Usually I have low motility all the way through so this is high order weird.

I’d rather know when horrible crap (heh) is going on than not know. But yeah that seemed like a big blaring brick wall of pain. I have no idea what could be causing the “high throughput” but if it continues hopefully you can go in and get IV fluids or something. This sounds like exactly the kind of “increased motility” you DON’T need. :/

Yeah my friend is worried it may be dumping syndrome which can happen with feeding tubes. But it would be weird to happen all of a sudden after months of relatively good bowels.

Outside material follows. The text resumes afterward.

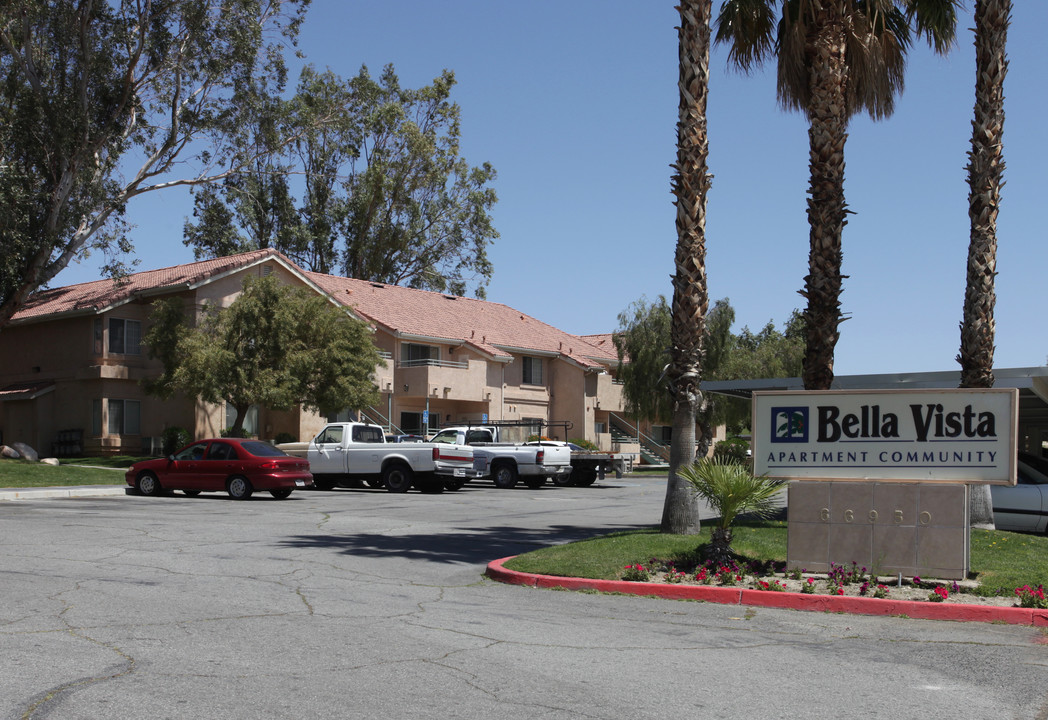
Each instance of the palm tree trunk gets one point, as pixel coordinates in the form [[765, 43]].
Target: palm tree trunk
[[828, 115], [985, 177], [691, 182]]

GROSSNESS AHEAD ONLY READ IF INTERESTED IN WEIRD AND GROWS DIGESTIVE MINUTAE (which maybe means only read if you’re Anne, or possibly my mother), don’t say I didn’t warn you.

So right now I have my g tube attached to my drainage bag. So all stomach gas moves through the tube, the point of least resistance.

But there’s so damn much pressure in there. That some of the air doesn’t just go through the tube into the bag. It breaks through a valve in the tube and goes out that way. Making a high pitched squealing sound. Either that or I’m having stoma-farts, I can’t tell which.

And I actually an hour ago experienced my rectum. Getting stuck. Open. In the most painful way possible.

Which is simultaneously horrible, disgusting, and hilarious. At least if you have my messed up toilet humor. Like as soon as it stopped being horrifically painful I started laughing.